# Please help !!! --- Piano Concertos



## 4rock (Sep 30, 2009)

Hi All,

After few searches I found this excellent web site. I have been given a project on Piano Concertos. I searched on the net but was not able to find a proper answers. 

I wanted to know what is a Piano Concertos? What is the structure or form of Piano Concertos? And do recommend a few piano concertos. and any web sites for further help...

Please Help


----------



## Andy Loochazee (Aug 2, 2007)

4rock said:


> Hi All,
> 
> After few searches I found this excellent web site. I have been given a project on Piano Concertos. I searched on the net but was not able to find a proper answers.
> 
> ...


So you want to want to know what is a "a piano concertos" (plural), and you have come to this Forum because you have not been able to find "a proper answers" (plural) elsewhere.

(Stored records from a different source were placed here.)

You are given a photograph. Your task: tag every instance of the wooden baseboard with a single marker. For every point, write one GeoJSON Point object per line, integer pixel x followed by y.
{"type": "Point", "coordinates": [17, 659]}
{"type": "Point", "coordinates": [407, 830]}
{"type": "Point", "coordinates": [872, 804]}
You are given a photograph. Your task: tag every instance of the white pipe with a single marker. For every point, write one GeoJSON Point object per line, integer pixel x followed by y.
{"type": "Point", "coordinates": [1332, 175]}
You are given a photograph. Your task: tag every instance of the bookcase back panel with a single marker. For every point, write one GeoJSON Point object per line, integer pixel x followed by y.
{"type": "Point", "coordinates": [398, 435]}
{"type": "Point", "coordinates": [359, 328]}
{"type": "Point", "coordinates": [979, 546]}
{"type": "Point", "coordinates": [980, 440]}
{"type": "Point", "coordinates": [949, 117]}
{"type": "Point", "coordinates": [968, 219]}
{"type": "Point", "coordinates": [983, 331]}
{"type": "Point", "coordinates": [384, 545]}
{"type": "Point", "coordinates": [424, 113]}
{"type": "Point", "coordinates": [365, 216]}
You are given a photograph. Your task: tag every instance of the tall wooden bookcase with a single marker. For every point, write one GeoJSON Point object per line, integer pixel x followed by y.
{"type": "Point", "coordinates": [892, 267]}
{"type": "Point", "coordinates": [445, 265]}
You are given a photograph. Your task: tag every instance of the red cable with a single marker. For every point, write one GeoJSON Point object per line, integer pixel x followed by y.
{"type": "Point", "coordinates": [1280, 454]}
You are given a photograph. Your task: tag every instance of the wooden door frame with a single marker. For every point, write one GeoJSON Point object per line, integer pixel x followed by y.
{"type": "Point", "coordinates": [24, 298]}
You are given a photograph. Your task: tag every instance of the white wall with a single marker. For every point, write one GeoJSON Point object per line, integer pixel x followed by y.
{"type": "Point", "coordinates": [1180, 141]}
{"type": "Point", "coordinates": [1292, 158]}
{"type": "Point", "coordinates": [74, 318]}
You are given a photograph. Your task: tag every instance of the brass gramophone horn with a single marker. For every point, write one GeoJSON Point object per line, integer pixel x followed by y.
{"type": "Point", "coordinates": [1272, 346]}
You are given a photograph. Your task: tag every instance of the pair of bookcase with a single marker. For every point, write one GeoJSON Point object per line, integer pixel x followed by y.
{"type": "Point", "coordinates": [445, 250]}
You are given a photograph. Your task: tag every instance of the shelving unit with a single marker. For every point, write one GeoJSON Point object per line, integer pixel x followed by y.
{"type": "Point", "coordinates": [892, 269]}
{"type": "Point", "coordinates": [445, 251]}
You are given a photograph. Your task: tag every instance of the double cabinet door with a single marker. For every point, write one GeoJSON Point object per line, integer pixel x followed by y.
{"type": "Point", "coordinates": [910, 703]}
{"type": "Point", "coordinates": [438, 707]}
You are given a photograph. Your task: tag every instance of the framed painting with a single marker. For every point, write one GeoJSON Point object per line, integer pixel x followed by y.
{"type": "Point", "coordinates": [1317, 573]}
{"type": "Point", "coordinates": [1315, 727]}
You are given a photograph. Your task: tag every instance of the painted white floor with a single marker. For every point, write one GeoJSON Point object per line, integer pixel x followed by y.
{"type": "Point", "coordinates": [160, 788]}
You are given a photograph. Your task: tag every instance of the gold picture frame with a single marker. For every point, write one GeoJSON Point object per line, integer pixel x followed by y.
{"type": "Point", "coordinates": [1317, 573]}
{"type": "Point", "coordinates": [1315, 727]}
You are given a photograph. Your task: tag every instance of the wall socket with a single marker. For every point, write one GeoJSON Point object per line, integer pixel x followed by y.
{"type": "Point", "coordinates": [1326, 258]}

A piano concertos are a concerto for pianos, or if you like a pianos for a concertos or possibly only one piano but several concertos. It's quite simple when you get the hang of it.


----------



## 4rock (Sep 30, 2009)

Andy Loochazee said:


> So you want to want to know what is a "a piano concertos" (plural), and you have come to this Forum because you have not been able to find "a proper answers" (plural) elsewhere.
> 
> A piano concertos are a concerto for pianos, or if you like a pianos for a concertos or possibly only one piano but several concertos. It's quite simple when you get the hang of it.


Dear Andy Loochazee,

I need an answer that can help me in my project. I do not want round about answers. I have also mentioned that i was not able to find the proper answers... If you know the information do share it ...

Cheers!!!


----------



## Polednice (Sep 13, 2009)

Wikipedia is astounding - I'm surprised it contains articles on such esoteric things as when you type "Piano Concerto" into the search box... 

http://en.wikipedia.org/wiki/Piano_concerto


----------



## TresPicos (Mar 21, 2009)

Polednice said:


> Wikipedia is astounding - I'm surprised it contains articles on such esoteric things as when you type "Piano Concerto" into the search box...
> 
> http://en.wikipedia.org/wiki/Piano_concerto


Lots of good examples in that article.


----------



## 4rock (Sep 30, 2009)

Polednice said:


> Wikipedia is astounding - I'm surprised it contains articles on such esoteric things as when you type "Piano Concerto" into the search box...
> 
> http://en.wikipedia.org/wiki/Piano_concerto


Hi,

Thanks for the info.. .

Cheers...


----------



## Rasa (Apr 23, 2009)

And to say I'm not allowed to post facepalm pictures!


----------



## Cortision (Aug 4, 2009)

I know its tempting to give witty answers to badly written questions (I have done it myself), but shouldn't we try to restrain ourselves?


----------



## nimmysnv (Oct 1, 2009)

Hi,

You got the meaning of Piano concerto finally, well, there are also so many things that are related to this like, Mozart piano concerto, Beethoven Piano concerto which may help you in your work more and let you to have more information.


Thanks!!


----------



## Krummhorn (Feb 18, 2007)

Cortision said:


> I know its tempting to give witty answers to badly written questions (I have done it myself), but shouldn't we try to restrain ourselves?


Excellent point.

Only to add that many of our members reside in countries where English language is not the vernacular or possibly not spoken at all ... there are times when the direct translations of certain words in ones native tongue to English might turn out "different" from what we, who were born in English speaking countries, are accustomed to.

The gist of the questions in many of those cases is quite apparent, and we shouldn't be chiding a fellow forum member for improper grammar or spelling.


----------



## 4rock (Sep 30, 2009)

Dear Krummhorn ,

Thanks for understanding....

Cheers!!!


----------



## nimmysnv (Oct 1, 2009)

Krummhorn said:


> Excellent point.
> 
> Only to add that many of our members reside in countries where English language is not the vernacular or possibly not spoken at all ... there are times when the direct translations of certain words in ones native tongue to English might turn out "different" from what we, who were born in English speaking countries, are accustomed to.
> 
> The gist of the questions in many of those cases is quite apparent, and we shouldn't be chiding a fellow forum member for improper grammar or spelling.


Hi,

This is all set to be done as, the post is really getting some point about english as somewhere it is not spoken everywhere.

The important is to have right point regarding to the topic.

Thanks!!


----------



## Davidjo (Sep 30, 2009)

For me nothing surpasses Beethoven's Piano Concerto No. 4. Truly sublime!


----------